Tuesday, July 06, 2010

How does one measure temperature outside the silicon range?

If only King Alfred had had better oven temperature measurement he need not have allowed the peasant woman’s cakes to burn. And even in 880 A.D. it would have been possible to make a thermocouple had he known how.

Thermocouples are very simple devices which can measure temperature over a very wide range.

If we have two conductors of different material joined at two points which are at different temperatures, there will be an emf (electromotive force) in the loop so formed–this emf is a function1 of the temperature difference and can be used to measure temperatures as high as 2300°C and as low as a few Kelvin. One junction is at the temperature to be measured and the other (often known as the "cold" junction, even if it is at a higher temperature than the one being measured) is at a reference temperature (in the past a mixture of ice and water was often used to provide a 0°C reference).

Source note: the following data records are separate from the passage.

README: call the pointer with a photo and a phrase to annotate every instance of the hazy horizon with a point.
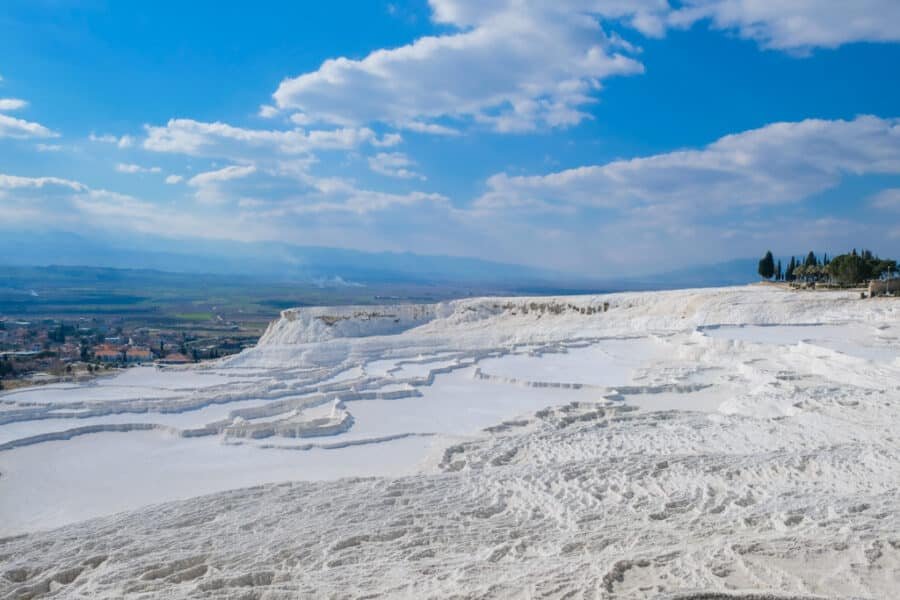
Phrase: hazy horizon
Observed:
(615, 139)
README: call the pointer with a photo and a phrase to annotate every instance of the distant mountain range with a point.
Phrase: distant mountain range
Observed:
(334, 267)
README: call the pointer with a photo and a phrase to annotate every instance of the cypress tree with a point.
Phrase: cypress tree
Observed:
(766, 267)
(810, 260)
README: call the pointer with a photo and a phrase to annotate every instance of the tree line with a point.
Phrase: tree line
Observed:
(852, 268)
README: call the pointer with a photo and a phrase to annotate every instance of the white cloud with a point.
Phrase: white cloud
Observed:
(388, 140)
(12, 182)
(798, 25)
(209, 184)
(517, 65)
(125, 141)
(511, 65)
(267, 111)
(12, 104)
(394, 164)
(782, 162)
(11, 127)
(132, 168)
(887, 199)
(187, 136)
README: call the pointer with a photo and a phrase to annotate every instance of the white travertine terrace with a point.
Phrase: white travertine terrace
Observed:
(724, 443)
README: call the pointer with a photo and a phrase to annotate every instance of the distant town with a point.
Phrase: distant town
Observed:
(48, 350)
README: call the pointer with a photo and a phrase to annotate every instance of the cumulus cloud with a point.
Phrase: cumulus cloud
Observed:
(125, 141)
(511, 65)
(209, 184)
(797, 25)
(187, 136)
(132, 168)
(517, 65)
(778, 163)
(394, 164)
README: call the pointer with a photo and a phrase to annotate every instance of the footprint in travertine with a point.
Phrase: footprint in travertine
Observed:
(177, 567)
(262, 578)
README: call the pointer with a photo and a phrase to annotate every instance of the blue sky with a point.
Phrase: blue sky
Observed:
(592, 136)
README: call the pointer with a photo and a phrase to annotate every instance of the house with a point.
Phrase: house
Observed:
(138, 354)
(107, 353)
(176, 358)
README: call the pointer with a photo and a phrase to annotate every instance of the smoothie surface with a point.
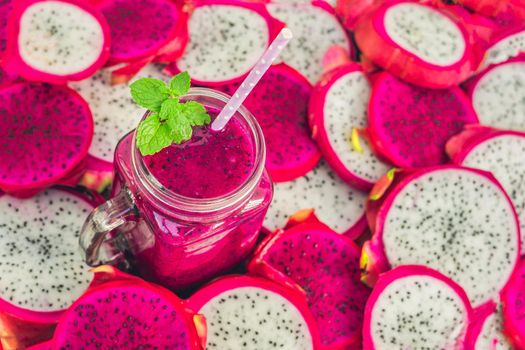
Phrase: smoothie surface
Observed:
(211, 164)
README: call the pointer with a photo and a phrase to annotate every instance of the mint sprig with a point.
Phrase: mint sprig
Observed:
(170, 121)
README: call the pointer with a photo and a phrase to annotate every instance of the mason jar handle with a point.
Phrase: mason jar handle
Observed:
(98, 246)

Two pieces of wire of different materials are simple and, usually, inexpensive2, so thermocouples are widely used. Where the reference will normally be within ±10°C of room temperature and accurate measurement is unnecessary, it is quite usual to use an uncompensated thermocouple for measurements. An example is the flame sensor in a boiler.

If reasonable accuracy is required, the cold junction must be held at a known reference temperature–which is inconvenient, as ice may be unavailable. But the cold junction need not be at a constant temperature as long as it is always known. The cold junction temperature, which is unlikely to be outside –55°C to +155°C, may be measured with a silicon sensor; we then use the emf and the cold junction temperature to calculate the "hot" junction temperature.

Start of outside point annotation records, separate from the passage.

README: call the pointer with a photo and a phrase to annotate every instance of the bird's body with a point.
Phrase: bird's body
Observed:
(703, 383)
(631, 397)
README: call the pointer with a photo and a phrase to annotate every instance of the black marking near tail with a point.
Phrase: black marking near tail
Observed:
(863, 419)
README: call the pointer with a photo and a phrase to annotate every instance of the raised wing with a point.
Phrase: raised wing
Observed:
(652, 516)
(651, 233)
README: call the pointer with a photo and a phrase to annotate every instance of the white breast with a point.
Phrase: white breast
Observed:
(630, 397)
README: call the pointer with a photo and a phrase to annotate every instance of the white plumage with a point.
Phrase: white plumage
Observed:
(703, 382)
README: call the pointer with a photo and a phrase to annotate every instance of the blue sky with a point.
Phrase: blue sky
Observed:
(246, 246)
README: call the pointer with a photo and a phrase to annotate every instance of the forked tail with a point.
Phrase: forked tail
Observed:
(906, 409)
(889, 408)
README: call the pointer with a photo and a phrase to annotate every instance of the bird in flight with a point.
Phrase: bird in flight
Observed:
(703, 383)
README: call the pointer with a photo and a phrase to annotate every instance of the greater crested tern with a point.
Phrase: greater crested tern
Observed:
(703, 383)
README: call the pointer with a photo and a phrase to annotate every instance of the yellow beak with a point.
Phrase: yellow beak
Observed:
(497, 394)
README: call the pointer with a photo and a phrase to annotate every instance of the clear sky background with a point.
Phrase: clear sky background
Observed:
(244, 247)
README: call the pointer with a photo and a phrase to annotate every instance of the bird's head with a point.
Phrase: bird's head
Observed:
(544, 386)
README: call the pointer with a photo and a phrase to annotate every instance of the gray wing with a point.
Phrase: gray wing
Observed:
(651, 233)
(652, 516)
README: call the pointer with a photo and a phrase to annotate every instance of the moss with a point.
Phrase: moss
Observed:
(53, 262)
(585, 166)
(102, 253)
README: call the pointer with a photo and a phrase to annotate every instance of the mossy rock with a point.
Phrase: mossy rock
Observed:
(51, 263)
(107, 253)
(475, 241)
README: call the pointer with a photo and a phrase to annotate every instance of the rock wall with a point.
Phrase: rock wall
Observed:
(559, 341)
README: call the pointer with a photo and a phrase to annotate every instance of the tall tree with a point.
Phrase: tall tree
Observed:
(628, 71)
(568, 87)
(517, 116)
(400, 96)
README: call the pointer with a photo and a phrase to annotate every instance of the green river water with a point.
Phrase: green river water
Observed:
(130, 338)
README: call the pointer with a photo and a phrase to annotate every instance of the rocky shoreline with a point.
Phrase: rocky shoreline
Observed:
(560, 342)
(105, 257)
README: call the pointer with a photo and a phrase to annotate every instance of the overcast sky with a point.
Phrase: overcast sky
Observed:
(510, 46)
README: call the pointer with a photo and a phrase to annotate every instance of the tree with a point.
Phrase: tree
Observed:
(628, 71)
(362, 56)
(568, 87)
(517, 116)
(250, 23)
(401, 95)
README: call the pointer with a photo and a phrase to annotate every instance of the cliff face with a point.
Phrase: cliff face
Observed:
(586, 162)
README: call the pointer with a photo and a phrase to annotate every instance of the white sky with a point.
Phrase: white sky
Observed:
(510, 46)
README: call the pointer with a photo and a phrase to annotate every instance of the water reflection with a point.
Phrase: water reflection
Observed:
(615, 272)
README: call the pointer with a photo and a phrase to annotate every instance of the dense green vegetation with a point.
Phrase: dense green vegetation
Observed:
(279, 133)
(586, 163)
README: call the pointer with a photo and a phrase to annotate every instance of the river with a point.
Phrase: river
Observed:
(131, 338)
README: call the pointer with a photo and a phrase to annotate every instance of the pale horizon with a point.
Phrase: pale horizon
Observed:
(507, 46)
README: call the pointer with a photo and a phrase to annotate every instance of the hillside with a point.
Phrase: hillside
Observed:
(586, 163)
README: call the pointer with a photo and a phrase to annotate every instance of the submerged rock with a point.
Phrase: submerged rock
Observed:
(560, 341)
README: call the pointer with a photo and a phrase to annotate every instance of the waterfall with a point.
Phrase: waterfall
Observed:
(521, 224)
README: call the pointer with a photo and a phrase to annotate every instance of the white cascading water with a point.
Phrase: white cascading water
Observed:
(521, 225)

This "cold junction compensation" may be done by a digital controller, but it is quite possible to integrate the cold junction sensor, the thermocouple amplifier, and the compensation in a simple analog chip. The AD594/AD595 and AD8494/AD8495/AD8496/AD8497 are examples of such circuits; if King Alfred had had one the cakes would have been perfect.

1 The function is (approximately) a polynomial of 5th - 13th order, but for some thermocouples simple proportionality is adequate over some ranges.
2 Platinum (B, R & S) and chromel/gold-iron thermocouples are among the expensive exceptions to this.